R. Rose
September 24, 2004

The march to Independence

Please tell me that I am wrong, but I can’t help being gravely concerned about the manner in which, as a nation, we are approaching our 25th anniversary of the achievement of Independence. It is a matter I had raised since last year and again did some weeks ago, but, to me at least, little has changed to quell my disquiet.{{more}}
This is not just another anniversary; it marks a quarter of a century of our march along the road of nationhood. A national mobilisation ought to be in order.
That is all the more an imperative, given the manner in which we proceeded to independence, and the still gaping hole in our national consciousness.
Twenty-five years after raising the new flag, only to change it post-independence, we are still uncomfortable about a number of symbolic matters: our flag and anthem to give two examples, and the lack of universal respect for them. Simply speaking, October 27, 1979 came without widespread recognition of the importance of the occasion.
One can excuse this partly by the fact that, unlike many countries in Asia, Africa and Latin America, indeed unlike the United States of America, we had no modern day literal battle for our independence. When it came, our battles were mainly internal political ones. There was little connection between October 1979, October 1935, or Chatoyer’s wars in defence of national sovereignty. Not for the vast majority of our people, though there were some of us around at the time, too few in number to be sure, who valiantly tried to make that connection.
After all these years, not enough of us are aware that on October 27, 1979 what we were doing was RECLAIMING OUR INDEPENDENCE. It was an independence that had been brutally snatched from us by the British Conquest.
While a similar fate befell our neighbours, the case of St Vincent and the Grenadines was special in that its original inhabitants, once vanquished, were eventually exiled from their own homeland. Really, shades of ethnic cleansing in the 20th century! Our loss of sovereignty was accompanied by an attempt to erase the very existence of our ancestors.

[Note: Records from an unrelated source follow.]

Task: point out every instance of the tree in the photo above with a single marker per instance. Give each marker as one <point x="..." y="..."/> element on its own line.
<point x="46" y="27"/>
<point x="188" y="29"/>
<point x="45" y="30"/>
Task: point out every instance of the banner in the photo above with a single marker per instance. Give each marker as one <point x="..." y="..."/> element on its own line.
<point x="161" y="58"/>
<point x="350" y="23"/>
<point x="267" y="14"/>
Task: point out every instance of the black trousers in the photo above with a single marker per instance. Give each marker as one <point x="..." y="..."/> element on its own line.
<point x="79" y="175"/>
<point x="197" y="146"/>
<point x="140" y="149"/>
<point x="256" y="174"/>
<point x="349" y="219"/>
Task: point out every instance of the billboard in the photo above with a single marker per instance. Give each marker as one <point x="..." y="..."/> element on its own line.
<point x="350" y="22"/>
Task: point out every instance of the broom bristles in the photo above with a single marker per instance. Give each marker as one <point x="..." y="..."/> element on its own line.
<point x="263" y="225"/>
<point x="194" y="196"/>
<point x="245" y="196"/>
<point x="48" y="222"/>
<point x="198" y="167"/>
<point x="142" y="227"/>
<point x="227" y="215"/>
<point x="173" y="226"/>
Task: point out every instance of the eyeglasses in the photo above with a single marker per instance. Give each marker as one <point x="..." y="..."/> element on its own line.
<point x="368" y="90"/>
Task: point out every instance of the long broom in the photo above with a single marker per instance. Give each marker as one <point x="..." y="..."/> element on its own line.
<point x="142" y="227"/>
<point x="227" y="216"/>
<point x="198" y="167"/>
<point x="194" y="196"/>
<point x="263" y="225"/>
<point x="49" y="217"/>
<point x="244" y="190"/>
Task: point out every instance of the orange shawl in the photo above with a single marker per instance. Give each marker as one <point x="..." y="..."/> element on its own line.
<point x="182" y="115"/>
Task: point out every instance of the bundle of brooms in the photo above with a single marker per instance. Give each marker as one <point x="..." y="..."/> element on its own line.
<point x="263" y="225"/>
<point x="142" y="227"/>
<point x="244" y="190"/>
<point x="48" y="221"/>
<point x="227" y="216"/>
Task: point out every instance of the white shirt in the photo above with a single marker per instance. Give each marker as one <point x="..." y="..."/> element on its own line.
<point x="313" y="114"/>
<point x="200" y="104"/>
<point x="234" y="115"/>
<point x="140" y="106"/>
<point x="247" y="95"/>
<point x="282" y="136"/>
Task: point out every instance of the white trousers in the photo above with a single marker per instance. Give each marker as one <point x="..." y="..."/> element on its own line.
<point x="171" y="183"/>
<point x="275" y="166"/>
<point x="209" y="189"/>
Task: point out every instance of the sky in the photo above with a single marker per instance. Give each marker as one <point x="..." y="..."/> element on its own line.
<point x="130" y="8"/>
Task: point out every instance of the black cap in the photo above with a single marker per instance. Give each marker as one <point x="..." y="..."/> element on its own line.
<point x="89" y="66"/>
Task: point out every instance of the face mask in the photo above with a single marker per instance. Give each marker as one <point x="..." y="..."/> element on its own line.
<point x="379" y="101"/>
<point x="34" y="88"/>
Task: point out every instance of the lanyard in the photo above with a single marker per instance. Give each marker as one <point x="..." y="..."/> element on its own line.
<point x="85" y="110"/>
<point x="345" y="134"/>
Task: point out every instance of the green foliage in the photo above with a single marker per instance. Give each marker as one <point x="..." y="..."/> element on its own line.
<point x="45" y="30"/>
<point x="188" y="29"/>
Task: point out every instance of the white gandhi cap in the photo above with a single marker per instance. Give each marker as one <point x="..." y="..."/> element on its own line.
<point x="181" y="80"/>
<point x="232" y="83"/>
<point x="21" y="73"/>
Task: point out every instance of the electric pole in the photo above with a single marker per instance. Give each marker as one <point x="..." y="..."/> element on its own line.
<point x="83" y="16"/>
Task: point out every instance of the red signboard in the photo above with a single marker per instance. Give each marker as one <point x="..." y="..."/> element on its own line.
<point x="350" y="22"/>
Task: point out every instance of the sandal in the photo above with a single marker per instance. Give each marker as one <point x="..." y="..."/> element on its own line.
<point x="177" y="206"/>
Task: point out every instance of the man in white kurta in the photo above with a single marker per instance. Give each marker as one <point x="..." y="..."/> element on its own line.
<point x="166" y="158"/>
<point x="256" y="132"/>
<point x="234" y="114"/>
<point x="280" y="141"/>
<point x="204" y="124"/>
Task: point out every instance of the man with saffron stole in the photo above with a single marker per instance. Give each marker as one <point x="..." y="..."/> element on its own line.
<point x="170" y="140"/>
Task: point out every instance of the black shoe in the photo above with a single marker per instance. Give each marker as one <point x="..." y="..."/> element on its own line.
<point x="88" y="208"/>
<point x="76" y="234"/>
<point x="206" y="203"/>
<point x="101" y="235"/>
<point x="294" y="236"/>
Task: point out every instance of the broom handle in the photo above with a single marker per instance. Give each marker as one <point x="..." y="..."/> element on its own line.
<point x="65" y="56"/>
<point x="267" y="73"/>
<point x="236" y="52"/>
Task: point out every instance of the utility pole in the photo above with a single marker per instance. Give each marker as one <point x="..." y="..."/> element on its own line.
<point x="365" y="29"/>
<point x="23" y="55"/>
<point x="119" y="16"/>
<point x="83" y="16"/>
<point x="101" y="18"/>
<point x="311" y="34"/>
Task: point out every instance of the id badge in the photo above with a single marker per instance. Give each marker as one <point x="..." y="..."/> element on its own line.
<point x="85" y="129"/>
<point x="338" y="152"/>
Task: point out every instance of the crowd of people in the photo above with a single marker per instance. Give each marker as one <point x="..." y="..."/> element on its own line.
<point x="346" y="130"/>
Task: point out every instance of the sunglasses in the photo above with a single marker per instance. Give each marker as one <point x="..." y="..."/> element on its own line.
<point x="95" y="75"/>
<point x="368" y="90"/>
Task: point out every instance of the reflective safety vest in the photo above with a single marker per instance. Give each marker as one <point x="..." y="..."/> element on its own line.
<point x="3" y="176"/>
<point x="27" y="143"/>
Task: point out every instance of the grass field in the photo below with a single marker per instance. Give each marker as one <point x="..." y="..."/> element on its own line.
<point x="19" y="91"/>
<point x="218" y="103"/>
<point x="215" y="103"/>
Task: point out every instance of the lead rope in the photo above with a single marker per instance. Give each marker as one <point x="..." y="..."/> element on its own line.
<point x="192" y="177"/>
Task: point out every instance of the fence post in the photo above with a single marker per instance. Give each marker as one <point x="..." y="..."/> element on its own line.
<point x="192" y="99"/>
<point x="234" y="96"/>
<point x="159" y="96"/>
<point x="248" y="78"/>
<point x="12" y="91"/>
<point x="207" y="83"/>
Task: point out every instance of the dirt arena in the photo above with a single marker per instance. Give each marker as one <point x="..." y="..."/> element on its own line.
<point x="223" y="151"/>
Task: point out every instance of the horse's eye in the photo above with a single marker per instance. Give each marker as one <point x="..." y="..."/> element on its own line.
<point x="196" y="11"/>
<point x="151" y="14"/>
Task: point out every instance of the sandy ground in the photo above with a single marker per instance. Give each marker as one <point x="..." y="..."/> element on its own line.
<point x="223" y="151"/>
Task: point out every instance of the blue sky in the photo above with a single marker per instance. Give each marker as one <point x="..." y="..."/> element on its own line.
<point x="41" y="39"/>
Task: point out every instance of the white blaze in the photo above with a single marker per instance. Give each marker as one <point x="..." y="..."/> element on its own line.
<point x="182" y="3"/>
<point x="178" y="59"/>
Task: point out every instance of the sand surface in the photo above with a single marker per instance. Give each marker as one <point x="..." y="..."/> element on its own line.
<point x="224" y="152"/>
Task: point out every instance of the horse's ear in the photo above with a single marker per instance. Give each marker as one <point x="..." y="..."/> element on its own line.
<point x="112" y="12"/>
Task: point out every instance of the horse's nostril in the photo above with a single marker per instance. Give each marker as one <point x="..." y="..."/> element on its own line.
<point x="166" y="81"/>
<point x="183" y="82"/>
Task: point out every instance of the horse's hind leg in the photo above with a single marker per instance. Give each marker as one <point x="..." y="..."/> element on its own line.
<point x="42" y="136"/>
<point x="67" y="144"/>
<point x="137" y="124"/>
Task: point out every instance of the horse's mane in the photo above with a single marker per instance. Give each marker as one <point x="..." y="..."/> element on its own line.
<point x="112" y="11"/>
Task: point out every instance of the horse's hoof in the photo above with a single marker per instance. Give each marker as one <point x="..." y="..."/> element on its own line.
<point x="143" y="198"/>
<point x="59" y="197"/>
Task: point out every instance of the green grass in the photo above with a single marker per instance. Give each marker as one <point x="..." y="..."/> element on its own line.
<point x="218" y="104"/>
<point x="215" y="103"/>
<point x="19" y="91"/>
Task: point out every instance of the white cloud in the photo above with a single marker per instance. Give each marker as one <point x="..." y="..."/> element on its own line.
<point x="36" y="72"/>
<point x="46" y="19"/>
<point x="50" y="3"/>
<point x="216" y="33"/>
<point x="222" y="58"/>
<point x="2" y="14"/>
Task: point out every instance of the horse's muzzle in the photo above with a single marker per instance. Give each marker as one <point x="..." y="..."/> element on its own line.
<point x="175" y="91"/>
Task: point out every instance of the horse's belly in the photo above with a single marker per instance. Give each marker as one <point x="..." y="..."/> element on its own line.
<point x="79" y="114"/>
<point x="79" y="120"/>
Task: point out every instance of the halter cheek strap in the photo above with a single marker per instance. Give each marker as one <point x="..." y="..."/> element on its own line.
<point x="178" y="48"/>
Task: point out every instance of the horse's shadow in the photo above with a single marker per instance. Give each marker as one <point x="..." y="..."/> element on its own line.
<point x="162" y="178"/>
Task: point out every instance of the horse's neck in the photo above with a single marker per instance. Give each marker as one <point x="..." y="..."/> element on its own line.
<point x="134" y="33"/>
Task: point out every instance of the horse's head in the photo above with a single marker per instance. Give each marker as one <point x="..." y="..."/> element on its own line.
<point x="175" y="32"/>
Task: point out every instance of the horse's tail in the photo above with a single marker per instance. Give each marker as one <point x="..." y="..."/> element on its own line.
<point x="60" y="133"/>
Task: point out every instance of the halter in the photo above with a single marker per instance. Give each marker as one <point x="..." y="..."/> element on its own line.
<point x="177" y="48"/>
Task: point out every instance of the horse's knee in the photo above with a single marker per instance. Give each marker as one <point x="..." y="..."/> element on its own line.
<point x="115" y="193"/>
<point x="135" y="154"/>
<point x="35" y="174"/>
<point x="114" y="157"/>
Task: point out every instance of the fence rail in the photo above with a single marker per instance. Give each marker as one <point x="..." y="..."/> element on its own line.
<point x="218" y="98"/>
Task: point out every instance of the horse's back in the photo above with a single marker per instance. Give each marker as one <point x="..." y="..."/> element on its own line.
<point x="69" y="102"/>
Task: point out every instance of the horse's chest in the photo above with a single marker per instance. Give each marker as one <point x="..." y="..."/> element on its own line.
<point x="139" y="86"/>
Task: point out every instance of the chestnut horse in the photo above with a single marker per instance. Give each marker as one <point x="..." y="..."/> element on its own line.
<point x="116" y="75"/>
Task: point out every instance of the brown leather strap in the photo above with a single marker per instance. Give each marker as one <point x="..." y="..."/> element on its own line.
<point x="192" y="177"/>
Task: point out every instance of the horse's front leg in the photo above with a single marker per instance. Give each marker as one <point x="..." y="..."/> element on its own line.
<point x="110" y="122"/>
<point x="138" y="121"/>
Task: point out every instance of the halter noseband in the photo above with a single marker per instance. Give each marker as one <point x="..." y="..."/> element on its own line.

The failure to understand this, is what leads to the uninformed response of so many of our people, even the “educated” ones, to calls for reparation. In the case of St Vincent and the Grenadines, not only does it apply to the evils of slavery, but also to the grave injustices committed against the Callinago/Garifuna people. The achievement and reclaiming of our independence cannot be complete until those historical wrongs are put to right.
What have we done these past 25 years to re-write our history? Have those persons born post-1979 been brought up, educated, exposed to an accurate account of our history? Save for the noble efforts around National Heroes Month, what have we done with our educational system to get at least the upcoming generations to understand our past? It cannot be enough to teach them the Pledge, the Anthem and an account of history which gives the impression that we were “born” as a nation on October 27, 1979.
The Callinago wars of liberation, the slave revolts, the anti-colonial agitations, the works and teachings of McIntosh, Mulzac and Joshua, the uprising and stubborn resistance of October 1935, all are part and parcel of the long march towards independence.
Adult suffrage, trade union rights and freedoms, the end to child labour, emancipation from chattel slavery, are all milestones along the way. We have a proud and rich history. Our celebration of it should be fittingly dignified!